Model ignores auto-invoke skill instructions, requires redundant memory/feedback to comply
Description
When a skill is configured with auto-invoke behavior (e.g., \"Auto-invokes when a coding task is done\"), the model still ignores it and manually performs the steps itself instead of invoking the skill. The user then has to explicitly remind the model to use the skill.
Reproduction
- Create a skill with auto-invoke instructions (e.g., a
/shipskill that says "Auto-invokes when a coding task is done" and handles verify + commit + push) - Ask Claude to make a code change
- Observe that Claude manually runs the verification steps (svelte-check, vite build) itself instead of invoking the skill
- Claude also skips the commit and push steps entirely
- User has to manually tell Claude to use the skill
Expected behavior
The model should recognize that a skill matches the current context (coding task completed) and invoke it automatically, as the skill description instructs.
Actual behavior
The model ignores the auto-invoke instruction and performs a subset of the steps manually.

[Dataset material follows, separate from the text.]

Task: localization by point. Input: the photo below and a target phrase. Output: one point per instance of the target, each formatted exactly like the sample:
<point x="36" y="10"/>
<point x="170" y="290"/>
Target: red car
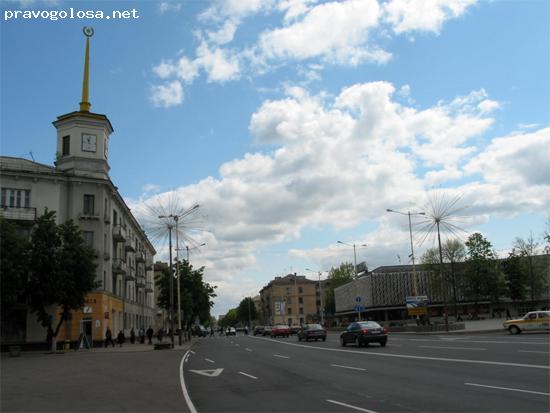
<point x="280" y="330"/>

When called out, the model's instinct is to create a "feedback memory" file to remind itself to follow the original instruction — which defeats the purpose of the skill system entirely.
Why this matters
The skill system exists so users can define workflows once and have them run automatically. If the model needs a secondary persistence mechanism (memory files) to follow the primary one (skill instructions), the skill system isn't functioning as designed. Users shouldn't have to repeat themselves through multiple layers of configuration.